L’autre jour j’ai revu la petite maison
Que jadis j’habitai là-haut sur la colline,
Avec la grande mer au loin pour horizon.
J’y suis monté gaiment : toujours on s’imagine
Qu’on aura du plaisir à troubler le passé,
À le faire sortir, étonné, de la brume.
Puis, pensais-je, mon cœur ici n’a rien laissé :
J’ai vécu, voilà tout, j’ai souffert, j’ai pensé,
Tandis que, devant moi, l’éternelle amertume
De la mer frémissante ondoyait sous les cieux.
Je ne portais, caché dans mon sein, d’autre drame
Que celui de la vie : en saluant ces lieux,
Pourquoi donc se fondit soudain toute mon âme ?…

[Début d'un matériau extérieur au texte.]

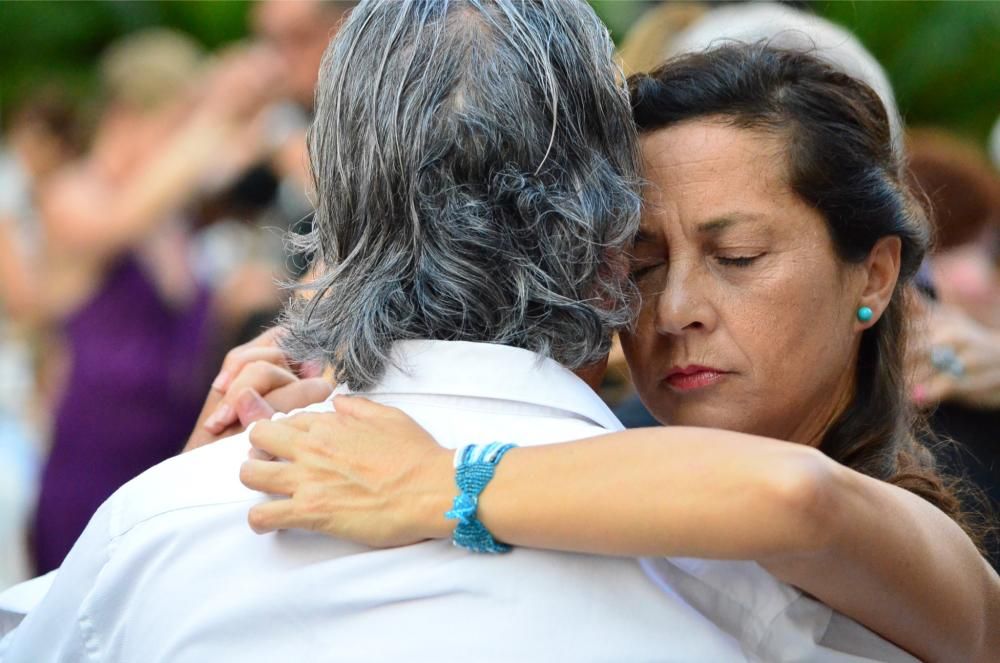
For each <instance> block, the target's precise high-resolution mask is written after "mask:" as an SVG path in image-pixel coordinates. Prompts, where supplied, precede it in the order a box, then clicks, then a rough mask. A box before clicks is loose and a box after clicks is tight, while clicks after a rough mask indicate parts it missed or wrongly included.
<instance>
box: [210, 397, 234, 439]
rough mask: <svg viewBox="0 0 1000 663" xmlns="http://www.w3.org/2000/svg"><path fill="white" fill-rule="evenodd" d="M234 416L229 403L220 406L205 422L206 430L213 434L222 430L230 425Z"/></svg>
mask: <svg viewBox="0 0 1000 663" xmlns="http://www.w3.org/2000/svg"><path fill="white" fill-rule="evenodd" d="M232 414H233V408H231V407H229V405H228V404H227V403H222V404H220V405H219V407H217V408H215V412H213V413H212V414H210V415H209V417H208V419H206V420H205V428H207V429H208V430H210V431H212V432H213V433H215V432H218V431H220V430H222V429H223V428H225V427H226V426H227V425H228V424H229V422H230V417H232Z"/></svg>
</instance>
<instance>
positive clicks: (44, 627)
mask: <svg viewBox="0 0 1000 663" xmlns="http://www.w3.org/2000/svg"><path fill="white" fill-rule="evenodd" d="M114 511H115V498H114V496H113V497H111V498H110V499H109V500H108V501H106V502H105V503H104V504H103V505H102V506H101V508H100V509H98V510H97V513H95V514H94V516H93V517H92V518H91V519H90V523H89V524H88V525H87V528H86V529H85V530H84V531H83V534H81V535H80V538H79V539H77V542H76V544H75V545H74V546H73V549H72V550H70V552H69V555H67V556H66V560H65V561H64V562H63V564H62V566H61V567H60V569H59V571H58V573H57V574H56V578H55V581H54V582H53V583H52V588H51V589H50V590H49V592H48V593H47V594H46V595H45V598H44V599H42V601H41V603H39V604H38V605H37V606H36V607H35V608H34V609H33V610H32V611H31V612H29V613H28V615H27V616H26V617H25V618H24V621H22V622H21V624H20V625H19V626H18V627H17V628H16V629H14V631H12V632H11V633H9V634H8V635H7V637H5V638H4V639H3V641H2V643H0V663H50V662H51V663H55V662H56V661H58V662H60V663H86V662H89V661H99V660H101V652H100V642H99V641H97V639H96V634H95V633H93V632H92V630H91V629H90V628H89V626H90V621H89V619H88V616H87V605H88V601H89V598H90V596H91V595H92V594H93V592H94V589H95V588H96V586H97V584H98V583H99V582H100V578H101V573H102V571H103V570H104V568H105V566H106V565H107V563H108V561H109V560H110V558H111V553H112V547H113V544H114V541H113V539H112V537H111V531H112V529H111V528H112V518H113V515H114Z"/></svg>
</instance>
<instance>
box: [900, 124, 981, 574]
mask: <svg viewBox="0 0 1000 663" xmlns="http://www.w3.org/2000/svg"><path fill="white" fill-rule="evenodd" d="M907 147H908V151H909V157H910V161H909V168H910V177H911V180H912V181H913V183H914V184H915V186H916V187H917V190H918V192H920V193H922V194H923V195H924V196H925V197H926V200H927V202H928V204H929V206H930V216H931V218H932V219H933V221H934V224H935V228H936V234H937V237H936V247H935V251H934V253H933V254H932V255H931V256H930V259H929V263H928V267H929V269H928V280H929V285H930V286H931V287H930V288H928V289H927V290H928V292H927V293H926V294H927V297H926V300H925V304H924V306H923V307H922V308H923V309H924V313H925V316H926V317H925V318H924V319H923V320H922V322H921V324H920V326H919V331H920V333H921V334H922V335H923V343H921V344H920V345H919V346H917V347H915V348H914V351H913V352H912V353H911V355H910V371H911V373H912V380H913V385H914V386H913V392H912V393H913V399H914V401H915V402H916V403H917V404H918V405H919V406H922V407H925V408H928V409H930V410H931V424H932V425H933V427H934V429H935V430H936V431H937V432H939V433H942V434H944V435H945V436H947V437H949V438H952V439H954V440H956V441H957V442H958V443H959V444H960V446H959V447H958V448H957V449H954V450H953V452H954V453H956V454H957V455H958V457H957V458H956V459H955V462H957V463H958V464H959V466H960V467H964V468H965V469H966V470H967V472H968V473H969V475H970V477H971V478H973V479H974V480H975V481H976V482H977V483H978V484H979V485H980V486H981V487H982V488H983V489H984V490H985V491H986V492H987V494H988V495H989V496H990V497H991V498H992V500H993V503H994V505H995V506H996V507H998V508H1000V444H998V441H1000V440H998V436H1000V174H998V173H997V170H996V169H995V168H994V167H993V166H992V165H991V164H990V163H989V161H988V160H987V159H986V157H985V155H984V154H983V153H982V151H981V150H980V149H977V147H976V146H975V145H972V144H969V143H968V142H966V141H964V140H962V139H960V138H958V137H956V136H954V135H952V134H949V133H947V132H945V131H943V130H940V129H937V130H932V129H916V130H910V131H909V132H908V134H907ZM992 552H993V553H994V565H997V566H998V567H1000V551H997V550H995V549H994V550H993V551H992Z"/></svg>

C’était moi-même, hélas, moi que j’avais perdu.
Oh ! comme j’étais loin ! et quelle ombre montante
Déjà m’enveloppait à demi descendu
Sous le lourd horizon de la vie accablante ?


Des profondeurs en moi s’ouvraient à mon regard,
Vivre ! est-il donc au fond rien de plus implacable ?
S’écouler sans savoir vers quel but, au hasard,
Se sentir maîtrisé par l’heure insaisissable !


Nous allons devant nous comme des exilés,
Ne pouvant pas fouler deux fois la même place,
Goûter la même joie, et sans cesse appelés
Par l’horizon nouveau que nous ouvre l’espace.